Oak Ridge National Laboratory tests new methods of turning coal into graphite

For the project, the ORNL researchers first optimized a process to heat the coal without oxygen, which prevents burning and transforms it into two major products: gases that can be condensed into coal liquids, and coal char.

One branch of the research team invented a method to treat the liquid byproduct before using an existing pressure-spray technique to make fine particles. Meanwhile, colleagues developed a recipe for converting either the particles or the char into graphite inside an electrochemical reactor.

Project lead Edgar Lara-Curzio said the project has three key benefits: enabling wider adoption of electric vehicles to slow climate change impacts; protecting national security by reducing dependence on foreign materials; and bringing economic development to former coal mining communities.

Bishnu Prasad Thapaliya, an electrochemist on the research team, added the potential impact is inspiring. “We can pivot from using coal to generate electricity to using coal to enable clean energy technologies, while helping people get back jobs and diversifying the supply chain for industry,” he said.

The US Geological Survey has classified graphite as a critical material because of America’s lack of domestic supply and reliance on foreign imports, especially its main rival China. Coal, on the other hand, is both abundant and affordable within the US.
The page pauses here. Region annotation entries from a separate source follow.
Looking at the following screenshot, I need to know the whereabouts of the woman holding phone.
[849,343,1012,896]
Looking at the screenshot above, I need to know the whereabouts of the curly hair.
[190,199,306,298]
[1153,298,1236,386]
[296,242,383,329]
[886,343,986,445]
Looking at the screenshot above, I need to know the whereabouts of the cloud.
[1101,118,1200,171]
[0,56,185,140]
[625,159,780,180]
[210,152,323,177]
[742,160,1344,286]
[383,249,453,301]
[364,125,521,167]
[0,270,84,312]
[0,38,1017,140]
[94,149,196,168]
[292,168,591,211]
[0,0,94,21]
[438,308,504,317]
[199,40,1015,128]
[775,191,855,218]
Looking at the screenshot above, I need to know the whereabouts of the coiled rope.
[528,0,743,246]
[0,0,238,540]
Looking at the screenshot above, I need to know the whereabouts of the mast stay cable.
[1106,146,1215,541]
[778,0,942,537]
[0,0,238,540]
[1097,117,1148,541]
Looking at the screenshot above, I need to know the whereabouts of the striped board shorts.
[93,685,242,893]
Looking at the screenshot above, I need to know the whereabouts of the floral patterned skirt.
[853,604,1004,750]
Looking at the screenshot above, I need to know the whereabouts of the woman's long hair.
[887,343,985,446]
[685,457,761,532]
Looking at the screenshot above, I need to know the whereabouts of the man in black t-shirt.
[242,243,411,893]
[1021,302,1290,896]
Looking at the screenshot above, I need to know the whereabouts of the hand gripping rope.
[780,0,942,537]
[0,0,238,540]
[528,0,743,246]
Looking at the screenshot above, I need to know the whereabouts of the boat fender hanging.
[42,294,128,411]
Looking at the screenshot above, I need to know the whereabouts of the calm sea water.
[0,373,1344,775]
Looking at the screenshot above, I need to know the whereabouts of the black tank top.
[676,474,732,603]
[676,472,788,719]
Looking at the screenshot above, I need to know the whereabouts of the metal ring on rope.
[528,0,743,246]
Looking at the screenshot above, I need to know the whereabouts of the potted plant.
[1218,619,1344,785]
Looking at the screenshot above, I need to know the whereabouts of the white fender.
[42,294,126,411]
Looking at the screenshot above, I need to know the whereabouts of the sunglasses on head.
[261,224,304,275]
“Lithium and cobalt are two critical minerals in batteries that grab all the headlines, but the biggest material by weight in the EV battery is graphite,” said Eric Wolfe, an engineer leading ORNL’s effort to scale up the electrochemical reactor. “The better the quality of graphite, the better battery you’re going to have. We can’t mine it here in the US but now we can make it.”

The ORNL is the largest science and energy national laboratory within the US Department of Energy. The project was funded by the DOE’s Fossil Energy and Carbon Management Program.

Preliminary analysis

A preliminary techno-economic analysis by the ORNL has found that the new process could be less expensive than conventional methods of making graphite. Test batteries made using ORNL’s graphite maintain their capacity after hundreds of cycles almost as effectively as their commercial counterparts, the study claims.

ORNL said its electrochemical approach is able to create graphite from coal byproducts at just 1,500 degrees Fahrenheit, compared to the 4,000 degrees required in the conventional synthetic graphite approach. The method also creates no emissions or waste products.

The ORNL method can even make graphite with waste from coal processing and old mines, creating value while performing environmental restoration. “We are very excited because we have found a way to utilize as much coal waste as possible,” Lara-Curzio said. 

The University of Kentucky Center for Applied Energy Research partnered with ORNL to prepare and supply pitches, coal and waste coal materials for use in the project. Industry partner Ramaco Resources, which owns coal mines in Wyoming and Appalachia, supplies coal for the project and is poised to commercialize the technology.

“We are encouraged by the progress and breakthroughs we’ve made working with ORNL and are actively reviewing plans to design and build a pilot production facility that we can ramp into larger-scale production,” said Ramaco chairman and CEO Randy Atkins.

The economic analysis led by ORNL researcher Prashant Nagapurkar confirmed that the electrochemical approach could be scaled up profitably. Based on a factory manufacturing 10,000 tonnes a year, the new process would cost about 13% less than the cost of the conventional Acheson process, it said.